Ayant derrière eux la Géorgie tsariste, l’Irlande, l’Égypte, l’Inde, n’ont-ils pas le front d’exiger de nous — qui sommes leurs ennemis et non leurs alliés — l’évacuation de la Géorgie soviétique ? Cette exigence grotesque et sans aucun fondement constitue pourtant — si étrange que cela puisse paraître de prime abord — un hommage involontaire rendu à la dictature du prolétariat par la démocratie petite-bourgeoise. Ne le comprenant pas ou ne le comprenant qu’à demi, Henderson et consorts disent : « On ne peut évidemment pas exiger, de la démocratie bourgeoise, dont nous devenons les ministres lorsqu’on nous y invite, qu’elle tienne sérieusement compte du principe démocratique du droit des peuples à disposer d’eux-mêmes ;pas plus qu’on ne peut nous demander — à nous socialistes appartenant à cette démocratie, et citoyens honorables d’une nation dominante, masquant son esclavagisme par des fictions démocratiques — d’aider sérieusement et efficacement les esclaves des colonies à s’insurger contre leurs oppresseurs. Mais, vous, par contre, qui représentez la révolution constituée en État, vous êtes tenus à réaliser ce que nous ne sommes pas en état de faire par manque de courage, par fausseté et par hypocrisie. »

Autrement dit, tout en plaçant la démocratie au-dessus de tout, ils reconnaissent néanmoins, volontairement ou non, la possibilité, et même la nécessité, de poser à la dictature du prolétariat des exigences tellement immodérées qu’elles sembleraient comiques ou même simplement stupides si on les adressait à la démocratie bourgeoise auprès de laquelle ces messieurs remplissent les fonctions de ministres ou de députés loyaux.

C’est pourquoi ils donnent à l’estime involontaire qu’ils témoignent pour la dictature du prolétariat — qu’ils récusent, d’ailleurs —, une forme propre à leur bégaiement politique. Ils exigent de la dictature qu’elle se constitue et se défende, non pas par ses propres méthodes, mais au moyen de celles qu’ils reconnaissent, en paroles, comme obligatoires pour la démocratie, sans pourtant jamais les réaliser en fait. Nous en avons déjà parlé dans le premier manifeste de l’Internationale Communiste ; nos ennemis exigent que nous ne défendions notre vie que selon les règles de la lutte française, c’est-à-dire conformément aux règles établies par nos ennemis, qui néanmoins ne les considèrent pas, eux, comme obligatoires dans leur lutte contre nous.

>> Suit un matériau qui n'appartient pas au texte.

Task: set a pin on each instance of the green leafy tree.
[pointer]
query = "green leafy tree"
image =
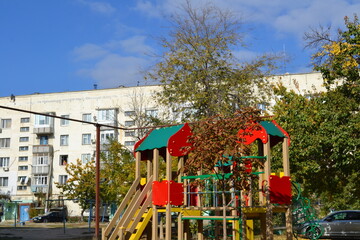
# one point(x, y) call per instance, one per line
point(338, 57)
point(325, 139)
point(116, 173)
point(215, 141)
point(201, 77)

Pour rafraîchir et préciser ses idées sur la politique des « démocraties occidentales » envers les peuples retardataires, ainsi que sur le rôle joué dans cette politique par ’les gens de la IIe Internationale, il suffit de lire les mémoires de M. Paléologue, ancien ambassadeur français auprès de la Cour impériale. Si ce livre n’existait pas, il faudrait l’inventer. Il faudrait également inventer M. Paléologue lui-même, s’il ne nous avait pas épargné cette peine par son apparition, on ne peut plus opportune, sur l’arène de la littérature internationale. M. Paléologue est un représentant achevé de la IIIe République, possédant, outre un nom byzantin, une mentalité essentiellement byzantine. En novembre 1914, durant la première période de la guerre, il reçoit par l’intermédiaire d’une dame de la cour, par ordre « d’en haut » ( sans doute de l’impératrice), une lettre autographe de Raspoutine contenant de pieuses instructions. M. Paléologue, représentant de la République, répond par la lettre suivante à la sévère leçon de Raspoutine : « Le peuple français, qui a toutes les intuitions du cœur, comprend fort bien que le peuple russe incarne son amour de la patrie dans la personne du tsar... » Cette lettre, écrite par un diplomate républicain, avec le désir qu’elle parvienne au tsar, a été composée dix ans après le 22 janvier 1905 et cent vingt-deux ans après l’exécution de Louis Capet, en la personne de qui, selon les Paléologues d’alors, le peuple français incarnait son amour de la patrie. Ce qui est étonnant, ce n’est pas de voir M. Paléologue, conformément à l’infamie de la diplomatie secrète, barbouiller volontairement son visage républicain de la boue dans laquelle se vautrait la cour impériale ; ce qui étonne surtout, c’est qu’il exécute cette besogne honteuse de sa propre initiative et en informe ouvertement cette même démocratie qu’il représentait si platement auprès de la cour de Raspoutine. Mais cela ne l’empêche pas d’être encore aujourd’hui un homme politique de la « République démocratique » et d’y occuper un poste en vue. Il y aurait de quoi s’étonner si nous ne connaissions pas les lois du développement de la démocratie bourgeoise, qui s’est élevée jusqu’à Robespierre pour finir par Paléologue.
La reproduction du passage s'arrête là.